Anyway, there's this teenager named Alex Rogan, who lives in a trailer park. He plans to go to a decent college, but his loan application is rejected, which means he can only afford to go to city college (like his friends, who have no interest in anything better than that). He seems to think that means he'll be stuck in the trailer park his whole life, which I think isn't an entirely valid assumption, though I do understand his frustration. I think the college thing kind of parallels the more immediate concern of rarely getting to go out and have fun with his friends, because he's always stuck at home helping the other residents of the park (since he's a pretty handy guy). But he also has a girlfriend named Maggie (who we like), and he expects to be with her forever... he wants the both of them to eventually leave the trailer park, though she seems a bit more reluctant than he. Still, she obviously loves him.

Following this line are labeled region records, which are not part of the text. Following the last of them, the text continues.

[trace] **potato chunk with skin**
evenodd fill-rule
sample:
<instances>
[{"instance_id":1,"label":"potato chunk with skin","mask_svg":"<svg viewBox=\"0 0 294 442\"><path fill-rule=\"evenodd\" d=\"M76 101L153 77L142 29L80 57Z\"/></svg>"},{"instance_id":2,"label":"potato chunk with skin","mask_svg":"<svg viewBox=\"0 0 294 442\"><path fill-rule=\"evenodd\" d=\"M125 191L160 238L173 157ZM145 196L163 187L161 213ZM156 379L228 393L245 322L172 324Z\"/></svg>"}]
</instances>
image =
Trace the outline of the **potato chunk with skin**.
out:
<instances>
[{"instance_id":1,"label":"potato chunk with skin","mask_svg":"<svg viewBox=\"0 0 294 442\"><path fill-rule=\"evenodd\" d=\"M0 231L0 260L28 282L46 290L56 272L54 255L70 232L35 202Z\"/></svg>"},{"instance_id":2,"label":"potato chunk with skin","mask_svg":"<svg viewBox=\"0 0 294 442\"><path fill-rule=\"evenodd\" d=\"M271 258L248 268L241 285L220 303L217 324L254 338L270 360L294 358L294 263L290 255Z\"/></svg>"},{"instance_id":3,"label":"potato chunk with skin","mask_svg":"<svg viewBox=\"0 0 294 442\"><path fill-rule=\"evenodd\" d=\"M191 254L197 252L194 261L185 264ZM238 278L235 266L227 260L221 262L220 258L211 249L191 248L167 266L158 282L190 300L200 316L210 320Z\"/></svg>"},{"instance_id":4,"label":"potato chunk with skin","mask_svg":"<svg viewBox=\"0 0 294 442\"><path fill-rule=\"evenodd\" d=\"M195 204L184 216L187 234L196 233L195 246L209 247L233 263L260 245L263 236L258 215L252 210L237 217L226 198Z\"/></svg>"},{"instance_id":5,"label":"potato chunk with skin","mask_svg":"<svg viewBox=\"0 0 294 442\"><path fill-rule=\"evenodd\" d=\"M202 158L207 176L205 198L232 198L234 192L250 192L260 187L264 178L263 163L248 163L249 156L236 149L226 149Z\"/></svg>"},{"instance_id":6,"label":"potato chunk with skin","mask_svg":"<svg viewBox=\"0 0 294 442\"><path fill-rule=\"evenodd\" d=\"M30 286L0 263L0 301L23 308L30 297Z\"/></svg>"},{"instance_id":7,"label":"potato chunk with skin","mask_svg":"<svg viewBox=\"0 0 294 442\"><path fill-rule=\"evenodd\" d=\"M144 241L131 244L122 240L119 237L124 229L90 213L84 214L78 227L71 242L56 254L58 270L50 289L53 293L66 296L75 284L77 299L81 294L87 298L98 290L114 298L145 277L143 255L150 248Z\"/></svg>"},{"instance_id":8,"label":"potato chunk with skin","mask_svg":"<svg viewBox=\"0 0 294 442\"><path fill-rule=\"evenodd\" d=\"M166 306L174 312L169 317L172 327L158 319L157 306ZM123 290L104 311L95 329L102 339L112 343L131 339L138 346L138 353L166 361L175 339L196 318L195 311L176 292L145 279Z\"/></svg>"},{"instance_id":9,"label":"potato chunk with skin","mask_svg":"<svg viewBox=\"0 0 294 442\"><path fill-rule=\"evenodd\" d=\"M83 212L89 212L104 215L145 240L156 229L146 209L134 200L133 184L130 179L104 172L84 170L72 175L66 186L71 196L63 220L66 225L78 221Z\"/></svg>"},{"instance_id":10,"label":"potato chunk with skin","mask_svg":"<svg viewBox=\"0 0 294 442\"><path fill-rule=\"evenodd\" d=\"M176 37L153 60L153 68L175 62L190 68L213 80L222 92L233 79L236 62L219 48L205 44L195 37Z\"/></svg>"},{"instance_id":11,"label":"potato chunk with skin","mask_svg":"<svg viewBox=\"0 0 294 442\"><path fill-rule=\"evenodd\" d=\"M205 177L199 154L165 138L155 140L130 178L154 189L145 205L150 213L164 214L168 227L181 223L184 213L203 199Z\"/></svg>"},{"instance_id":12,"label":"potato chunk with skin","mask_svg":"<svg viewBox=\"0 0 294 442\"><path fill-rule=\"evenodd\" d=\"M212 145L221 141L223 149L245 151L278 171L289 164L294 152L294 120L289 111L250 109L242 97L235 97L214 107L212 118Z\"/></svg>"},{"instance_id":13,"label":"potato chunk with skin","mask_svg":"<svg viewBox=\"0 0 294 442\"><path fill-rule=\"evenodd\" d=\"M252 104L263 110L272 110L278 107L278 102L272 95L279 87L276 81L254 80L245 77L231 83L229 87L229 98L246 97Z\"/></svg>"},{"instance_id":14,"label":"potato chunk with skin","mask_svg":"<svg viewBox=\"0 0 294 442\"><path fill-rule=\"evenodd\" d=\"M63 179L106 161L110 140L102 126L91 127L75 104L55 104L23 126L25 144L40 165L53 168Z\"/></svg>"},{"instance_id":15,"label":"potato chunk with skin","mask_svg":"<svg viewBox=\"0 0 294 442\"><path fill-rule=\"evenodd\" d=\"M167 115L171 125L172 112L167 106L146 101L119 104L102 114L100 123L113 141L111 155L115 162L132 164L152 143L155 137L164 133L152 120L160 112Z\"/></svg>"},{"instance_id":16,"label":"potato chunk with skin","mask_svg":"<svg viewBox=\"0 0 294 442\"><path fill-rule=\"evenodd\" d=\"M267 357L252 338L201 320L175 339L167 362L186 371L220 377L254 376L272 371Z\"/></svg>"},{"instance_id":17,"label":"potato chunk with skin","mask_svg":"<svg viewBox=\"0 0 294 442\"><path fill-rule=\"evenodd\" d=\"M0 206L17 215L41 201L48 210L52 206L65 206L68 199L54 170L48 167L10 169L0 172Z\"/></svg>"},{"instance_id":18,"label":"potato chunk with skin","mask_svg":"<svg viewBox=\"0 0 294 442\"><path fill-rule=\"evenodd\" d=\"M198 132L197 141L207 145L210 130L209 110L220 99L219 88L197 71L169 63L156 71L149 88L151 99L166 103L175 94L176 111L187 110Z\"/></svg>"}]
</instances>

Meanwhile, just about the only fun Alex seems to have is playing an arcade game. One day, he breaks the record, and everyone shows up to watch him do it, and they all see it as a majorly exciting accomplishment. Which goes to show you how boring life is in the trailer park for everyone. It was actually later that night that he gets the news about his loan being rejected, which is a total buzz-harshing moment. So he goes out to lament this cruel twist of fate, when suddenly a guy shows up in a car, claiming to be the inventor of the arcade game, and wants to talk to Alex. His name is Centauri, and he takes Alex for a ride... and soon his car transforms for space flight. He takes Alex to the planet Rylos, to become a starfighter for the Star League, which is at war with the Ko-Dan Empire. The Ko-Dan Armada is being commanded by Xur, a Rylan traitor. Alex is understandably shocked to find out that the video game was actually a test to recruit gunners for the Gunstars (fighter ships), and demands to be taken home.

After Centauri takes him back to Earth, Alex finds that a "Beta unit" has taken on his appearance, to take his place so no one will know he's gone. He calls Centauri, wanting him to take the Beta unit away, but before Centauri arrives, Alex is attacked by an alien hitman sent to kill him. So he decides to go back to Rylos, to help fight Xur's forces, so that he could stop worrying about assassins. However, when they get back to Rylos, Alex and Centauri find that the base has been attacked and all the other starfighters were killed. So Alex is now the last starfighter (along with his Gunstar's navigator, a reptilian alien named Grig). Once again, Alex becomes reluctant to do battle, a single fighter against an entire armada. But he has little choice.

And... I don't want to say how it all ends. But it's fairly fun. And it has some amusing bits. Alex's little brother, Louis, was definitely funny (and he swears fairly often, and looks at Playboy magazines; surprising for a kid his age to do stuff like that in a relatively family-friendly movie like this). The Beta unit was funny, too. And Grig. And Centauri. And the Ko-Dan captain, Kril, was a much better villain than Xur. (I definitely enjoyed his last line.) Not sure what else to say. The movie's not very credible, in general, and it can be kind of corny, but it has some moments of realism and drama. I guess.